Needles of the spruce shake off and litter the base of the Christmas tree. There in the middle of Pemberley house, a cut of nature stands in a spot of water dressed for the occasion. The awkwardness is centre stage.
The dressing of the tree branches cover one side with trimming tassels ripped off a bedsheet. That look of old adding to that backstory of being a thrown together start of a new tradition. It’s hanging there over on the left branch waiting to fall down. Not an issue really. What is is staring at the tree skirt both dangling off a lower branch and trying to cover up the water pot. Its visual kicking back, looming under the green spruce until intermission follows and it covers up the modesty of those trunk ankles.
Mister Fitzwilliam Darcy (Brian Simmons), while not always off snifting with Charles Bingley (Bradley Shane Gilmore) in the cellar with the scotch, brandy and whatever else ferments, is charming in how he rather enjoys the words coming out of his mouth, gnawing at the ever present tension in the air. The boisterous eye bulge at developments shows off a hunger in the intrigue of what may happen at Pemberley.
Mary Bennet (Alex George) and Arthur de Bourgh (Brian Covert) start off diametrically opposite one another. Bennet is a confident, assured person. de Bourgh is a bag of jitters framed in a smart suit. They dance with their words in a deliberate clunky manner of those trying not to shatter too much of social norms. Each one taking enough stumbles or steps to lighten the load of the other before they meet in the middle of the final act and conclude with an opening to the new world. They are distant in that proper way, and it’s fun watching them navigate through the tall grass of their society.
As the Christmas tree is outstanding in its call to being out of place, so it is that Christmas at Pemberley takes with the lot of its residents and guests. Quick is the wit as the Bennet sisters meet again and juggle the various expectations of their standing of where society expects of them. As each guest crosses the threshold they remark about the tree, and then with a scent of self-awareness, dilly about their situation. It’s a question of growth and comfort to find one’s belonging at the same time of knowing certain things cannot or will not budge, so the next best next is to embrace it and work it to your wrenching stomach. Revelations do not appear until they stand and open themselves up, even if that meant a little nudge or note of experience from inquisitive relatives.

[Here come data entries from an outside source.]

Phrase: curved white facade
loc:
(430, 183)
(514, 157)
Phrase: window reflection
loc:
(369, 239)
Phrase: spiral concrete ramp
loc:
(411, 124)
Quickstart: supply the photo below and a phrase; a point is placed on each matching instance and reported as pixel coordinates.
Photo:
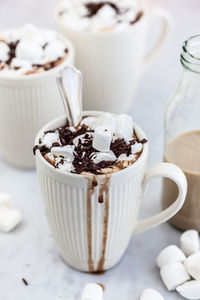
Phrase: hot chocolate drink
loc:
(29, 50)
(184, 152)
(99, 15)
(99, 145)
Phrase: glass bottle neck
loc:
(190, 56)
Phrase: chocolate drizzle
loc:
(92, 183)
(94, 7)
(103, 193)
(84, 151)
(12, 49)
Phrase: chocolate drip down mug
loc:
(91, 235)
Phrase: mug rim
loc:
(100, 34)
(69, 58)
(48, 126)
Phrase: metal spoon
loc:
(69, 82)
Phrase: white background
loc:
(29, 250)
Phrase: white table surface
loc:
(29, 251)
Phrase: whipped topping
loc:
(99, 15)
(99, 145)
(29, 49)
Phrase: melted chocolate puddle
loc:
(103, 198)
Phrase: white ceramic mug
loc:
(27, 102)
(112, 61)
(93, 236)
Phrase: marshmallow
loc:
(101, 156)
(173, 275)
(137, 147)
(190, 290)
(5, 200)
(81, 138)
(29, 51)
(150, 294)
(124, 127)
(54, 50)
(66, 151)
(20, 63)
(190, 242)
(193, 265)
(102, 139)
(92, 291)
(170, 254)
(4, 50)
(9, 219)
(74, 15)
(123, 157)
(108, 120)
(88, 121)
(64, 164)
(50, 138)
(105, 119)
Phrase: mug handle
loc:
(157, 12)
(175, 174)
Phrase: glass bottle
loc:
(182, 137)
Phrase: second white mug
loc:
(112, 61)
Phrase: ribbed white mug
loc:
(113, 61)
(27, 102)
(92, 234)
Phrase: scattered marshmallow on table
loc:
(190, 242)
(150, 294)
(5, 200)
(173, 275)
(170, 254)
(190, 290)
(193, 265)
(92, 291)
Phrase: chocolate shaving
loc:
(93, 8)
(144, 141)
(25, 281)
(84, 151)
(137, 18)
(120, 146)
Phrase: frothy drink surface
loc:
(184, 152)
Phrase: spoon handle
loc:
(69, 82)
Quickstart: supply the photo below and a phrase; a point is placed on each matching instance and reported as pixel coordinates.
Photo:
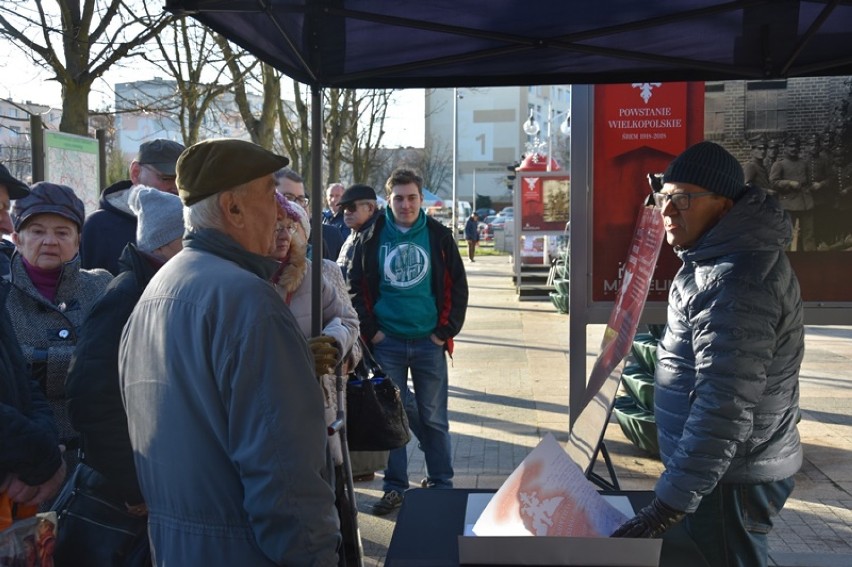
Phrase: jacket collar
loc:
(222, 245)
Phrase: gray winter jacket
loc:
(225, 415)
(48, 330)
(727, 378)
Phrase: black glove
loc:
(651, 521)
(325, 354)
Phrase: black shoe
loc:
(389, 502)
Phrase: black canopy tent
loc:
(456, 43)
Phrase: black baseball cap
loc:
(160, 154)
(17, 189)
(52, 198)
(357, 192)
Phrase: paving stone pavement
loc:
(509, 387)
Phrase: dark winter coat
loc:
(29, 446)
(471, 229)
(226, 415)
(727, 381)
(94, 396)
(108, 230)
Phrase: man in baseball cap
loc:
(726, 388)
(108, 230)
(10, 188)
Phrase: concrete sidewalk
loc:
(509, 386)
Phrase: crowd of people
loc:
(171, 356)
(163, 345)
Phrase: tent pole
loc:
(316, 196)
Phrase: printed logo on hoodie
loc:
(405, 264)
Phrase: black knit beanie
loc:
(710, 166)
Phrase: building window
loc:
(766, 105)
(714, 108)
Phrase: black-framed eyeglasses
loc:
(679, 200)
(301, 199)
(162, 177)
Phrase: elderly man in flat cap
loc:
(726, 388)
(224, 413)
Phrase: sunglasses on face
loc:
(679, 200)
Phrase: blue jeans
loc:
(426, 407)
(732, 523)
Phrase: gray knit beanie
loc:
(710, 166)
(159, 217)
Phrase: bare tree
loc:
(79, 43)
(435, 164)
(193, 56)
(368, 110)
(261, 127)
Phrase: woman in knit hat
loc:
(726, 387)
(94, 395)
(51, 294)
(340, 328)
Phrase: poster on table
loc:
(641, 127)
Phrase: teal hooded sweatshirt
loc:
(406, 305)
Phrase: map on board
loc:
(73, 161)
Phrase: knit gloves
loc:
(326, 354)
(651, 521)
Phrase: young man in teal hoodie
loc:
(409, 287)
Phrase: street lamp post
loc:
(531, 128)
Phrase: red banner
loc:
(639, 129)
(624, 318)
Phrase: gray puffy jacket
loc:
(727, 379)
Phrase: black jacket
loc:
(29, 444)
(107, 231)
(92, 387)
(449, 281)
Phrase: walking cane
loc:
(339, 426)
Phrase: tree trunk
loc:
(75, 108)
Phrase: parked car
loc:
(496, 223)
(483, 227)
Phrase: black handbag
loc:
(95, 531)
(375, 417)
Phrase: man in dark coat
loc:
(726, 388)
(107, 230)
(31, 464)
(92, 388)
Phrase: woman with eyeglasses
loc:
(51, 294)
(340, 330)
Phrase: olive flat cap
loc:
(217, 165)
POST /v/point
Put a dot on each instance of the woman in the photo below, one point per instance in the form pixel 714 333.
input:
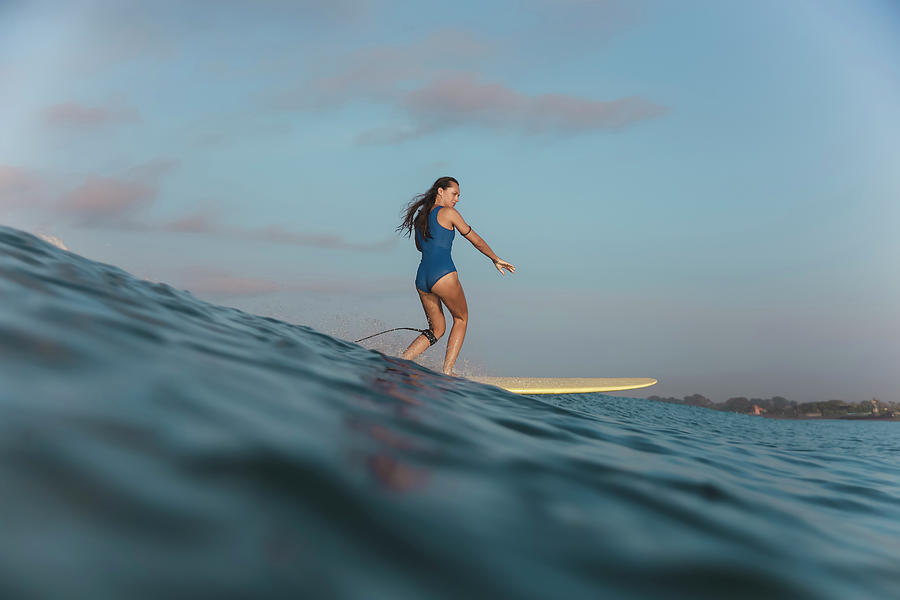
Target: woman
pixel 437 280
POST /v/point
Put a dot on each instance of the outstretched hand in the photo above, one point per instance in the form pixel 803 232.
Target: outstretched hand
pixel 502 264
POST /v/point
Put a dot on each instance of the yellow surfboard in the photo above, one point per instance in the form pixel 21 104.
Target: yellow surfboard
pixel 565 385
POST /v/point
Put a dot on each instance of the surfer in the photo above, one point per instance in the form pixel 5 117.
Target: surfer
pixel 435 219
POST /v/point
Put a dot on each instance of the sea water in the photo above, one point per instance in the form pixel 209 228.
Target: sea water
pixel 153 445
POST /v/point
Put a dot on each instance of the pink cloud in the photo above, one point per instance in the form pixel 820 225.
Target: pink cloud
pixel 465 100
pixel 73 115
pixel 212 281
pixel 381 73
pixel 19 188
pixel 106 200
pixel 206 222
pixel 14 180
pixel 423 83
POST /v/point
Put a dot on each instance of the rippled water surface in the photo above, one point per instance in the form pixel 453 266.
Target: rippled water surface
pixel 154 445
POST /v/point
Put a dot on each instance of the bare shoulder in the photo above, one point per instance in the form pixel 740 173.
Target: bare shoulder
pixel 456 219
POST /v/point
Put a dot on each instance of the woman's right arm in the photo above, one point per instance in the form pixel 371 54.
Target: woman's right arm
pixel 476 240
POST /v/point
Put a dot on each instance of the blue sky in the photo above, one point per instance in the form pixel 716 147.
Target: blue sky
pixel 701 192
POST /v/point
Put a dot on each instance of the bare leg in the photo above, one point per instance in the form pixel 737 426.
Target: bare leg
pixel 435 316
pixel 450 291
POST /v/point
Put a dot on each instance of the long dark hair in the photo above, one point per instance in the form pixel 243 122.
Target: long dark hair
pixel 423 203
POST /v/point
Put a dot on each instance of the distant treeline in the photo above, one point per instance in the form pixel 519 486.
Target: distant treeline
pixel 778 406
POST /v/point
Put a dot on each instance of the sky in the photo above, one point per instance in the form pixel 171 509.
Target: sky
pixel 704 192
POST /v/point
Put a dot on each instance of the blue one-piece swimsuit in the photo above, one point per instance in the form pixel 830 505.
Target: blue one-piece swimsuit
pixel 436 261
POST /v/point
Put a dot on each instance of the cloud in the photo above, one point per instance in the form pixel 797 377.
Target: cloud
pixel 19 188
pixel 216 282
pixel 206 222
pixel 123 203
pixel 106 201
pixel 464 100
pixel 425 82
pixel 70 115
pixel 381 73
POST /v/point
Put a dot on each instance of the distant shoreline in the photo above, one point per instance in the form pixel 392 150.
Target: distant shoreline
pixel 779 407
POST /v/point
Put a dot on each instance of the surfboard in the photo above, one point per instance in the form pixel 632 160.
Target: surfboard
pixel 565 385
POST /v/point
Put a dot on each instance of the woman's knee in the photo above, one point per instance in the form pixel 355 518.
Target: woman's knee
pixel 438 329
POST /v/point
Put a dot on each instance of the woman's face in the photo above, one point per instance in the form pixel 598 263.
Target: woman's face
pixel 449 195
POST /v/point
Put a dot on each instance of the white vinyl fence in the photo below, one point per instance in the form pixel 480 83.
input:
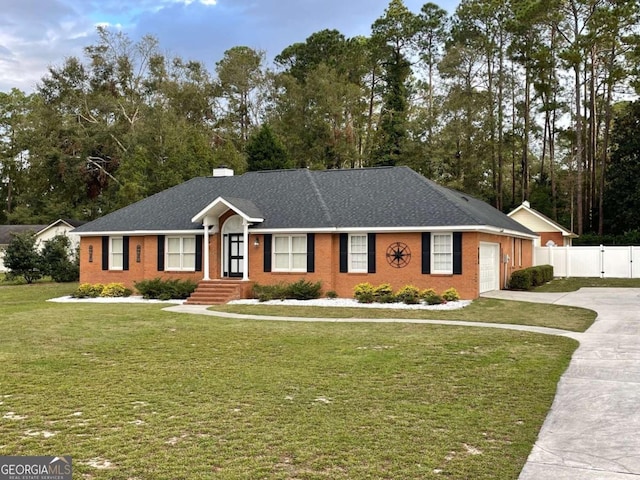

Directed by Jade Ellis, Christmas at Pemberley by Lauren Gunderson & Margot Melcon is hanging off of that Jane Austen tongue. The words, the manner, the very nature of proprietary in one’s comport, is delicious. Hints of openness, of exploring one’s emotions soon drown out in a deluge of over-examination and purple prose, that at the speed with which it flies out is no longer stuffy. The heart beats fast and the sweat trickles from the brow and the mouth moves ever faster to cover up the palpitations. Nerves step aside and the banter escalates as those visiting Pemberley relish in the safety of a vocabulary blanket.
With 15 minutes of intermission (no idea if tea and cucumber sangas were properly involved out there in the lobby) the entire night ends after two and a half hours. Knee to stage along the rug of the 28 December 2018 performance by Flashback Theater Company at their Black Box theatre.